If we’re looking at what skills are transferrable from one field (ballet) to the other (acting) in a career change, you can argue that a dancing background is helpful for mastering movement and choreography. It’s probably no accident that Yeoh, Saldana, and Theron are some of the biggest action stars in Hollywood period. Their dancing training translates well in action scenes. All of them look like they can snap my back in half in a fight. And that’s important: Whether or not they can actually do so is beyond the point. They look like they can.
But other side of this career pivot is darker. For several of them, their transition into acting was precipitated by an injury that prevented them from becoming a professional dancer. It’s a career move motivated by necessity. Both Theron and Kruger had knee injuries that shattered their prospects as a dancer, and Michelle Yeoh suffered a spinal injury before becoming an actor. Ballet is a physically demanding art form and a sport in the broader sense of the word. There are no teams competing, but the toll it can take on people’s bodies can be as grueling as any sport. And just like sports, you can also be forced into early retirement or your career can be over even before it has taken off.
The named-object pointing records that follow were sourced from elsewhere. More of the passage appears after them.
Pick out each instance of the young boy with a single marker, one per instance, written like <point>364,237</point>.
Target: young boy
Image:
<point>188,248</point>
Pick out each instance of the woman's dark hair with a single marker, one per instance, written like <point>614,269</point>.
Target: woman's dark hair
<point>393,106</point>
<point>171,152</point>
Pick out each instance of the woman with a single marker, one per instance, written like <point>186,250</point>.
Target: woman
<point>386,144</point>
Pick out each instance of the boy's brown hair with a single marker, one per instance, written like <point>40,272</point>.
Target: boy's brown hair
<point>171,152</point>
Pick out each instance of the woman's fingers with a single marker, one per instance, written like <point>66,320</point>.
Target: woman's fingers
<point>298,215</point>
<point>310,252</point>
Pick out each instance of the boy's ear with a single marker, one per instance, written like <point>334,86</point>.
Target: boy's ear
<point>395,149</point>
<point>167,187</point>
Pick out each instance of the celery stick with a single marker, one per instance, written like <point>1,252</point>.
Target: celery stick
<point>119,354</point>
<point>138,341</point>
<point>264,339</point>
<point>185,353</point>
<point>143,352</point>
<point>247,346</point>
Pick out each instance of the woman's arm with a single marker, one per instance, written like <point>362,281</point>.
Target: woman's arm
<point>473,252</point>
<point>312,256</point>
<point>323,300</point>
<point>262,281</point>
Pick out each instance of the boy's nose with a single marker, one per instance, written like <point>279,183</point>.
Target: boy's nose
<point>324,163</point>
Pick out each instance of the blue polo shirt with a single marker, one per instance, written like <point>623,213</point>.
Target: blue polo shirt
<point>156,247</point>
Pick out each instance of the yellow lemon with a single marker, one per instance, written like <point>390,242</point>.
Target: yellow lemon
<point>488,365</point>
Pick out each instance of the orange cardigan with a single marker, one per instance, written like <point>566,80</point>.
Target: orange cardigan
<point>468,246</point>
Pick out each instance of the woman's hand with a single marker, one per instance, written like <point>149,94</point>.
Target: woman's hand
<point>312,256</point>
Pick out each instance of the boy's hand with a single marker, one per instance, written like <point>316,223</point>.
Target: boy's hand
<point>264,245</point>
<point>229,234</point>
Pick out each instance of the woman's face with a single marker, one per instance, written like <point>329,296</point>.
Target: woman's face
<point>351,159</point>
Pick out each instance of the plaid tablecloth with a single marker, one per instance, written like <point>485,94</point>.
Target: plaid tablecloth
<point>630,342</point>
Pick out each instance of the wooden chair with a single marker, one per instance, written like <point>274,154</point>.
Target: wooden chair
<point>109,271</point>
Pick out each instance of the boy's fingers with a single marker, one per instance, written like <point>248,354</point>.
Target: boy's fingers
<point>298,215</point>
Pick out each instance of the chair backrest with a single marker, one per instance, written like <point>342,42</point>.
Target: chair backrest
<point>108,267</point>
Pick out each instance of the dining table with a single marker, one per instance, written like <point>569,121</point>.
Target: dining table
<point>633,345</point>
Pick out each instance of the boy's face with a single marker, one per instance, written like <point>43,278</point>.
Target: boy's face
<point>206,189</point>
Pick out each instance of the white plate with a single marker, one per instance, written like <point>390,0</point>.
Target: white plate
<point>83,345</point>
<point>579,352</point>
I’ve never thought about acting as a career of great longevity. Famously, women don’t exist in Hollywood once they get to the age of 40. But considering the fact that a dancer’s career tends to end when they’re around 35 and the average retirement age of professional athletes is before 30 (NFL players are the youngest at 27.6), I feel that acting is extraordinary in the sense that you can theoretically do it no matter your age in life. You can be a kid. You can be a senior. Heck, you can even be over 35.